I looked forward to seeing the Pope, not with excitement or trepidation, but instead with simple interest. What would a Pope, the living embodiment of God for Catholics, look like in person? Would he have some sort of glimmering aura around him or perhaps just have the "look" of someone important? This question sounds a bit silly now, but the mythology surrounding the Pope and his office has built over centuries, and even a doubter such as myself felt a bit awestruck at the idea of seeing the man in person. As the procession began, everyone stood, craning their necks to see the Pope's chair moving out of his private entrance. As the hundreds of bishops, monseignors, and priests passed me, I was filled with a sense of the ceremonial history of Catholicism. Their beautifully embroidered vestments combined with the gold leaf on the walls to make the building glimmer, almost as I had imagined the Pope would do. I finally saw the platform on which the Pope was seated moving towards us, and I whispered to my roommate, "There he is!"

What I was most surprised by when I saw him two feet away was his resemblance to my grandfather. My mother's father had died two years before, a long-time sufferer of Parkinson's, just like Pope John Paul II. The Pope's hands shook as he made the sign of the cross; he hunched in his chair, tired shoulders no longer able to pull themselves back. He looked almost as far from a god as I could imagine; but, he looked just like my grandfather. Despite his obvious physical limitations, the Pope participated in almost all of the ceremony, and throughout, I couldn't help thinking of my grandfather and what these two men must have felt entrapped in their failing bodies. A member of the United States Navy and the State Department, my grandfather had traveled the world in various capacities working for the government. I honestly can't even tell you what he really did, because he never spoke to me about it. I do know, though, that he was a man who held a fair amount of power, not just in his professional life, but also in his home life. The frustration of losing the ability to move unaided and even speak must have been incredible, and the patience to endure must have been so difficult to find for men who had wielded such power.
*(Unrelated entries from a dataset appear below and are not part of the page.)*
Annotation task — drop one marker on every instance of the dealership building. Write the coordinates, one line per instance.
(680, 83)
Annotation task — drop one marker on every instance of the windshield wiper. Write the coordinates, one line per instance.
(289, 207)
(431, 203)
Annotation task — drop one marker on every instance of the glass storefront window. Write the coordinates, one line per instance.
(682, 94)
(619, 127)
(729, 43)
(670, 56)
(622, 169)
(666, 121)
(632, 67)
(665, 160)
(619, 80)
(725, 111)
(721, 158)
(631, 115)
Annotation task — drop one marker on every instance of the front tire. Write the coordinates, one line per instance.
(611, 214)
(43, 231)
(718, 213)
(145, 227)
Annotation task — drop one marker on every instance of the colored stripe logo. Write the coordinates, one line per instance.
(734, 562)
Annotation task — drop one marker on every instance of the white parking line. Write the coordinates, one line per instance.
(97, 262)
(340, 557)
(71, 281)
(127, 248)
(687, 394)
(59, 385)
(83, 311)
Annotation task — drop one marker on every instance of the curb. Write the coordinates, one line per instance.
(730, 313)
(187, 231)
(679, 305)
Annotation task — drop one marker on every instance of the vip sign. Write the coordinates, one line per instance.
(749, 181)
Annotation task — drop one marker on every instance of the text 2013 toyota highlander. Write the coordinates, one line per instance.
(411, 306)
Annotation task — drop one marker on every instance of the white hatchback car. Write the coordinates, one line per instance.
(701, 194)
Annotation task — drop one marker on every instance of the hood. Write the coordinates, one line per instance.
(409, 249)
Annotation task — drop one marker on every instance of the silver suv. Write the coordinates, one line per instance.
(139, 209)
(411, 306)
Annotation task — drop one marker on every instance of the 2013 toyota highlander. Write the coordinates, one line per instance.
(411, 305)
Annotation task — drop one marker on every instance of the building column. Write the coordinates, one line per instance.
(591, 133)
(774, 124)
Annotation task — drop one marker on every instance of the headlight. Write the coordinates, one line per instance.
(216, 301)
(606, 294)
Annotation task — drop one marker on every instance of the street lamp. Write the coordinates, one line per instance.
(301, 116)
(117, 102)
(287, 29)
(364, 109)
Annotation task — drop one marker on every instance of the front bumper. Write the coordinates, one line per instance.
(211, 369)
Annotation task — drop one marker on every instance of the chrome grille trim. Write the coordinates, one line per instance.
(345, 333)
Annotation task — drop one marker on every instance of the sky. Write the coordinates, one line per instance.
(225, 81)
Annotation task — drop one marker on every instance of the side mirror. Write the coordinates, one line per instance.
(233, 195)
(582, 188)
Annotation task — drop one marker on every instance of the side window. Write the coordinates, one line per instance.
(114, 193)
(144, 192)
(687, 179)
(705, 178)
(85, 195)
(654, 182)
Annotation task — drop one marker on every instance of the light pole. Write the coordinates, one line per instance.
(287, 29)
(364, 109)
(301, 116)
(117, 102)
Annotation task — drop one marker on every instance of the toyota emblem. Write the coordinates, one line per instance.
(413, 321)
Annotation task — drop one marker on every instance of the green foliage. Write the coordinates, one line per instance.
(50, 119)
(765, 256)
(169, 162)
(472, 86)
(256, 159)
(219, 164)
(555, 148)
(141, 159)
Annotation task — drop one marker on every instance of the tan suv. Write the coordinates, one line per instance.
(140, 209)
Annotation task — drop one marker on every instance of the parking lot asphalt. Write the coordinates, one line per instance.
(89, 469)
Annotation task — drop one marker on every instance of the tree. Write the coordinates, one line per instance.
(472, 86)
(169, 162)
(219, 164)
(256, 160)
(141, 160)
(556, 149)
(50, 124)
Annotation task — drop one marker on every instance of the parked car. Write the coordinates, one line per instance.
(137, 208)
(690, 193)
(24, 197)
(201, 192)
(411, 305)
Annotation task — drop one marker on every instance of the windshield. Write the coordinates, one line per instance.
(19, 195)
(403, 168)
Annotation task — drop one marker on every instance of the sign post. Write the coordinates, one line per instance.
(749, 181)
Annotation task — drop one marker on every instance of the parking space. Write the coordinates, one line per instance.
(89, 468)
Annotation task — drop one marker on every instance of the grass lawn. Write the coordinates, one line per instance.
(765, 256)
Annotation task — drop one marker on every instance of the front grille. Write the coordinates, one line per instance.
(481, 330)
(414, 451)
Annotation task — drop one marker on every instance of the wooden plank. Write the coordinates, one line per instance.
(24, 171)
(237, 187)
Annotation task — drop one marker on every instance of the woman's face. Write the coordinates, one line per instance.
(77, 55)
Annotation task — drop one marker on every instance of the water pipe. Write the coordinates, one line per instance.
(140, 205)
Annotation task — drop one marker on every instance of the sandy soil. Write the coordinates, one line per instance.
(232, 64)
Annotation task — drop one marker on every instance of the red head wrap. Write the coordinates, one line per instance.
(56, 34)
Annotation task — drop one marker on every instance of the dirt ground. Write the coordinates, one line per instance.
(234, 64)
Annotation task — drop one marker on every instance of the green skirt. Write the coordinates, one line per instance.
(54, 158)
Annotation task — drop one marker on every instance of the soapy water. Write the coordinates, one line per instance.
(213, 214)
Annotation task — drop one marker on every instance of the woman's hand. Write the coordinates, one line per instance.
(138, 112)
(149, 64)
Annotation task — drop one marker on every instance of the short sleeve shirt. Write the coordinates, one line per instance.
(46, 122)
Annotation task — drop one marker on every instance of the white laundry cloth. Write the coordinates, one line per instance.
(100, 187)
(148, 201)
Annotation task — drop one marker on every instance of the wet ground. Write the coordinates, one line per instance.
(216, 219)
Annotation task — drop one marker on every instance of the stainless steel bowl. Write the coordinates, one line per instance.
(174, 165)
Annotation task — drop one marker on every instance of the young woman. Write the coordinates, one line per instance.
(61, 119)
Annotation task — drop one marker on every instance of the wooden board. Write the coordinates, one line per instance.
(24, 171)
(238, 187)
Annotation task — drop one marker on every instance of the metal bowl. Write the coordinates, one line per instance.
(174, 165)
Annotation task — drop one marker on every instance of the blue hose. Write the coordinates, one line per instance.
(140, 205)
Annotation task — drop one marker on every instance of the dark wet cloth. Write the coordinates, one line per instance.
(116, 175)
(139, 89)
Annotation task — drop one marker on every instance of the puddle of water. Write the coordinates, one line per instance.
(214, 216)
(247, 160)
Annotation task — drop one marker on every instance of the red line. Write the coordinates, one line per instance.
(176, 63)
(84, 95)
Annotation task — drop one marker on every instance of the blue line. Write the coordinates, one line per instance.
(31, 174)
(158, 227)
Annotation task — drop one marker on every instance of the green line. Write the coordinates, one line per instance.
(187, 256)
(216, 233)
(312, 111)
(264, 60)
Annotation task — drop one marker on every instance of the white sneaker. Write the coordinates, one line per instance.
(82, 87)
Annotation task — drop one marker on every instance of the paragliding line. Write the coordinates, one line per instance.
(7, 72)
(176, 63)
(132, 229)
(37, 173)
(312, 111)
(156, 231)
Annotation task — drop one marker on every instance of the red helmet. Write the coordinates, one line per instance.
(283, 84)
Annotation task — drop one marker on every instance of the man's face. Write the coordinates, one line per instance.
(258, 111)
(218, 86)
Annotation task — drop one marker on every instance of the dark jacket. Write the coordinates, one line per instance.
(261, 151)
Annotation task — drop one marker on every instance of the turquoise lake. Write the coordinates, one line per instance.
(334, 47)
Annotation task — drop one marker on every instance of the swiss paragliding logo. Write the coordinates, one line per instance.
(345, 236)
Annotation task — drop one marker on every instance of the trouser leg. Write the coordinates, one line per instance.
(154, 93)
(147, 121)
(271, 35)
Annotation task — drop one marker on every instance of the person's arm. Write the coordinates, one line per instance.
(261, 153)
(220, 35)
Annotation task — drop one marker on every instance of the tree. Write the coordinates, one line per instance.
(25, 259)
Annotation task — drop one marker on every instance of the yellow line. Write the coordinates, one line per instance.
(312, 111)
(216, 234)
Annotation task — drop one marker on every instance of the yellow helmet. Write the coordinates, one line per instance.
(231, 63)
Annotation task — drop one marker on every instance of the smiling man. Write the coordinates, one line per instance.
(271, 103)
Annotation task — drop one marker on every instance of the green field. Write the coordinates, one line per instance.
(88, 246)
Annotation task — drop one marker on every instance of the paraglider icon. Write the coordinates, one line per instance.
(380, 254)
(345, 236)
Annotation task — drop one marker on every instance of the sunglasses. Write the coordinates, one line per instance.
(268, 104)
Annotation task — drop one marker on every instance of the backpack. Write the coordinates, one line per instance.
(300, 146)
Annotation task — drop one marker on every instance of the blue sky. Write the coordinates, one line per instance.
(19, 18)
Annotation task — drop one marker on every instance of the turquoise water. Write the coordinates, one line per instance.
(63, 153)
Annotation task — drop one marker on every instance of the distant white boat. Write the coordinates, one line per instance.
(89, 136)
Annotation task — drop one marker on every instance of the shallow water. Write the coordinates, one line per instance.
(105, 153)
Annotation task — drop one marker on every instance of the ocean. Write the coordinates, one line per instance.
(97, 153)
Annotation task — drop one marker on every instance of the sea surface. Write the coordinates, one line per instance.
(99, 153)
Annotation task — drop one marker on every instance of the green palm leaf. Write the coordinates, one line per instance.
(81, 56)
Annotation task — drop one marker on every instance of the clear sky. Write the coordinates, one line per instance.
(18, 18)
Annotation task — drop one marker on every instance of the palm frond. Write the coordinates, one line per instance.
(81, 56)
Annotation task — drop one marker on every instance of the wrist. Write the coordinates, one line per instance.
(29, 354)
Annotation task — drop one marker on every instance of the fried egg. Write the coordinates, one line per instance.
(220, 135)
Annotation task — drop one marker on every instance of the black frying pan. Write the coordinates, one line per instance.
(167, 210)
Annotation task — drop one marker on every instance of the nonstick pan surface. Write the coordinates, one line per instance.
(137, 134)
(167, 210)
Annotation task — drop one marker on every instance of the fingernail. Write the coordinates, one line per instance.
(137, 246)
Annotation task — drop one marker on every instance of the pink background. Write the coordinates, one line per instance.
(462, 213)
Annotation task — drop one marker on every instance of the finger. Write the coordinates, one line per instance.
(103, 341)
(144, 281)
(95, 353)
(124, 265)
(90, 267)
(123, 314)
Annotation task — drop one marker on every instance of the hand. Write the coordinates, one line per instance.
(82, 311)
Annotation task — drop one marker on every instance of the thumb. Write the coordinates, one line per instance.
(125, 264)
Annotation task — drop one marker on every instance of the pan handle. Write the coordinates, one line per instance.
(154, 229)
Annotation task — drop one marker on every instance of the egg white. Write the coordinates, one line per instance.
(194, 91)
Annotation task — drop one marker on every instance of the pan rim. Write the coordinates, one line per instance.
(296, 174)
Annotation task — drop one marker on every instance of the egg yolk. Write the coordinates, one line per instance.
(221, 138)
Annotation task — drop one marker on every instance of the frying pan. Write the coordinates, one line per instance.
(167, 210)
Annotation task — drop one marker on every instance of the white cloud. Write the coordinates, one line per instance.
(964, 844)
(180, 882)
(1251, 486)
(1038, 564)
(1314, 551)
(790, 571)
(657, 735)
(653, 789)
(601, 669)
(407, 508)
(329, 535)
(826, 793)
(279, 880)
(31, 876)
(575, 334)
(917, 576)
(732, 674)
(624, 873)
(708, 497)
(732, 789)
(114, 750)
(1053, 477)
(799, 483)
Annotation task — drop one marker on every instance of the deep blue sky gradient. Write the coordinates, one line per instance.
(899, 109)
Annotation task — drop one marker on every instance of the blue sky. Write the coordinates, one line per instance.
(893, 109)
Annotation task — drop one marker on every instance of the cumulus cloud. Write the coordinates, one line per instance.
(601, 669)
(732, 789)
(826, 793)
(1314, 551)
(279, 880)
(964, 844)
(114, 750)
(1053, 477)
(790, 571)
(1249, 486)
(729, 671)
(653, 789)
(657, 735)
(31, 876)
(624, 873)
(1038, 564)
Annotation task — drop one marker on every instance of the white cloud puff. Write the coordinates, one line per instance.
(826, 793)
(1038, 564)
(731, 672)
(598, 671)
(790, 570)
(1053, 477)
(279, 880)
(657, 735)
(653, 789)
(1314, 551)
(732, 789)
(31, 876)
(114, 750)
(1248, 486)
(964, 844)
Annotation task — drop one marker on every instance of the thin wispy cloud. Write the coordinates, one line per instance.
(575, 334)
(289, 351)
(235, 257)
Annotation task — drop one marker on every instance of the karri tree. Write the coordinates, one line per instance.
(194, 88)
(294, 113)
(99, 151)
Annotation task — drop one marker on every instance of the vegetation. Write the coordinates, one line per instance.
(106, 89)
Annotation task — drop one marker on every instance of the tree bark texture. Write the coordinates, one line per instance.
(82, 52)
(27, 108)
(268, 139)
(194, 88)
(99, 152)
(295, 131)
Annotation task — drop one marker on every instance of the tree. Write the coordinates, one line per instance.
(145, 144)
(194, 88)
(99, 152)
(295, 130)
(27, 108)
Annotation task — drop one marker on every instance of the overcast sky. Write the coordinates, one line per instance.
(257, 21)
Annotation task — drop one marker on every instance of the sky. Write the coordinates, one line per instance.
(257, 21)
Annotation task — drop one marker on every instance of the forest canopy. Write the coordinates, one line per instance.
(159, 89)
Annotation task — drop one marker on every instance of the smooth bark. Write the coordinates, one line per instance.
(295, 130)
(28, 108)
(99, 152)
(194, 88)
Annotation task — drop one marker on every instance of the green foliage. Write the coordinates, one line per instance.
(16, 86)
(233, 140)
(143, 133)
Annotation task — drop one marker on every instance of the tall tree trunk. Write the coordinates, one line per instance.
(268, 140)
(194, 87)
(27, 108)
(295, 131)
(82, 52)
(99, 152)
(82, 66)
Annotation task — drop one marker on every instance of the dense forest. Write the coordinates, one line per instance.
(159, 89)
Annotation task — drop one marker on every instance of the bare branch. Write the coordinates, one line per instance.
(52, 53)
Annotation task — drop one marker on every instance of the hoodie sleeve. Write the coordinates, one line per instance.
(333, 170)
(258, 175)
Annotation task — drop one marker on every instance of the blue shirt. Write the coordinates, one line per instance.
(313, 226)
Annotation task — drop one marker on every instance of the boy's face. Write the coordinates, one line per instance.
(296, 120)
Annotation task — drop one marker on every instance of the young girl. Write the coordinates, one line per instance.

As we left the Basilica, my traditionally Catholic roommate asked me what I had thought of the mass, and I told her about my grandfather. We were never close, so I rarely spoke of him to anyone, but that day, I felt closer to both "my" religion and my grandfather than I had in years. Something of the tranquility I had felt in church when I was a child returned to me while I was within Vatican City. I haven't attended mass since then, but I haven't forgotten that feeling. With Pope John Paul's death a few months later, I did not mourn him like most did; I breathed a sigh of relief that he had been liberated from his bodily prison, as my grandfather had been.